Toutefois, l'Agence Américaine de Protection de l'Environnement et l'Autorité Européenne de Sécurité des Aliments affirment qu'il est peu probable que le glyphosate provoque le cancer chez l'homme et qu'il ne menace pas la santé humaine lorsqu'il est utilisé conformément aux instructions du fabricant.

 

 

 

 

Un défi pour les régulateurs

 

Dans les années 1990 et au début des années 2000, la communauté mondiale a adopté plusieurs accords novateurs visant à restreindre ou à surveiller la vente et l'utilisation de pesticides dangereux. Ces accords – les conventions de Stockholm et de Rotterdam – visent les composés qui présentent une toxicité aiguë ou qui persistent dans l'environnement et s'accumulent chez les animaux, y compris les humains. Le glyphosate ne semble pas répondre à ces critères, mais les humains peuvent y être davantage exposés en raison de son omniprésence dans le sol et l'eau et dans les aliments.

 

Aujourd'hui, une poignée de pays, dont le Luxembourg et le Mexique, ont interdit ou restreint l'utilisation du glyphosate, en invoquant des problèmes de santé. Dans la plupart des pays, cependant, il reste légal avec peu de restrictions.

 

Il est peu probable que les scientifiques parviennent bientôt à un consensus sur les effets du glyphosate sur la santé et l'environnement. Mais cela a également été le cas pour d'autres pesticides.

 

Par exemple, le DDT – qui est toujours utilisé dans les pays en développement pour lutter contre les moustiques qui propagent le paludisme et d'autres maladies – a été interdit aux États-Unis en 1972 en raison de ses effets sur la faune et de ses dangers potentiels pour les humains.

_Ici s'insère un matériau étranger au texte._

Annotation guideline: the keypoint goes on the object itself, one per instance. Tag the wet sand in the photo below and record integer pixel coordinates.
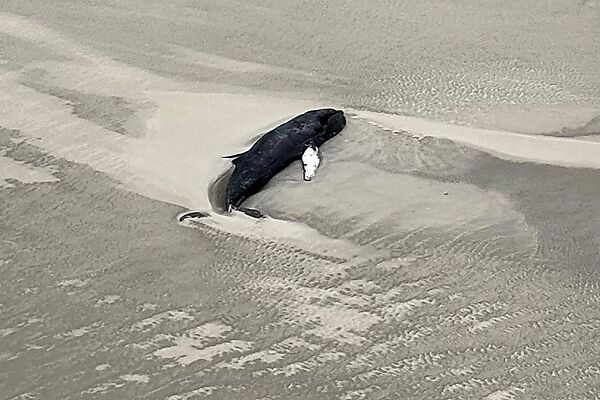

Mais on ne pensait pas qu'il causait le cancer chez l'homme jusqu'en 2015, lorsque des scientifiques ont analysé les données de femmes dont les mères avaient été exposées au DDT pendant leur grossesse dans les années 1960, et ont constaté que ces femmes étaient plus de quatre fois plus susceptibles de développer un cancer du sein que les autres qui n'avaient pas été exposées. Cette étude a été publiée 65 ans après le premier témoignage au Congrès sur les effets du DDT sur la santé humaine.

 

En 1946, des responsables de la santé qui croyaient à tort que la polio était transmise par les insectes ont ordonné la pulvérisation généralisée de DDT à San Antonio, au Texas, des décennies avant que les effets du pesticide sur la santé et l'environnement ne soient compris.

 

 

La science peut prendre beaucoup de temps pour parvenir à des résultats concluants. Étant donné l'ampleur de l'utilisation actuelle du glyphosate, nous pensons que s'il s'avère définitivement qu'il nuit à la santé humaine, ses effets seront étendus, difficiles à isoler et extrêmement difficiles à réglementer.

 

Et il pourrait être difficile de trouver une solution miracle bon marché pour le remplacer en toute sécurité. De nombreux substituts sur le marché aujourd'hui présentent une toxicité plus aiguë. Néanmoins, il est nécessaire de trouver de meilleures options, car les mauvaises herbes développent une résistance au glyphosate.

 

Selon nous, les inquiétudes croissantes quant à l'efficacité du glyphosate et à ses éventuels effets sur la santé devraient accélérer la recherche de solutions alternatives au désherbage chimique. Si le secteur public ne soutient pas davantage ces efforts, les agriculteurs se tourneront vers des herbicides plus toxiques. Le glyphosate semble bon marché aujourd'hui, mais son coût réel pourrait s'avérer beaucoup plus élevé.

 

___________

 

Marion Werner, Professeur associé de géographie, Université de Buffalo. Marion Werner reçoit des financements de la US National Science Foundation.

 

Annie Shattuck, Professeur adjoint de géographie, Université de l'Indiana. Annie Shattuck fait actuellement partie du conseil consultatif mondial de l'Agroecology Fund, un fonds multi-donateurs qui soutient les pratiques et les politiques agroécologiques dans le monde entier. Elle a déjà reçu des fonds de la US National Science Foundation.

 

Ryan Galt, Professeur de géographie, Université de Californie, Davis. Ryan Galt reçoit des fonds de la US National Science Foundation et de la John D. and Catherine T. MacArthur Foundation.

 

Cet article a été mis à jour pour supprimer une référence à la détection de glyphosate dans le lait maternel, qui était basée sur une étude qui n'a pas été revue par des pairs.

 

Source : While debate rages over glyphosate-based herbicides, farmers are spraying them all over the world (theconversation.com)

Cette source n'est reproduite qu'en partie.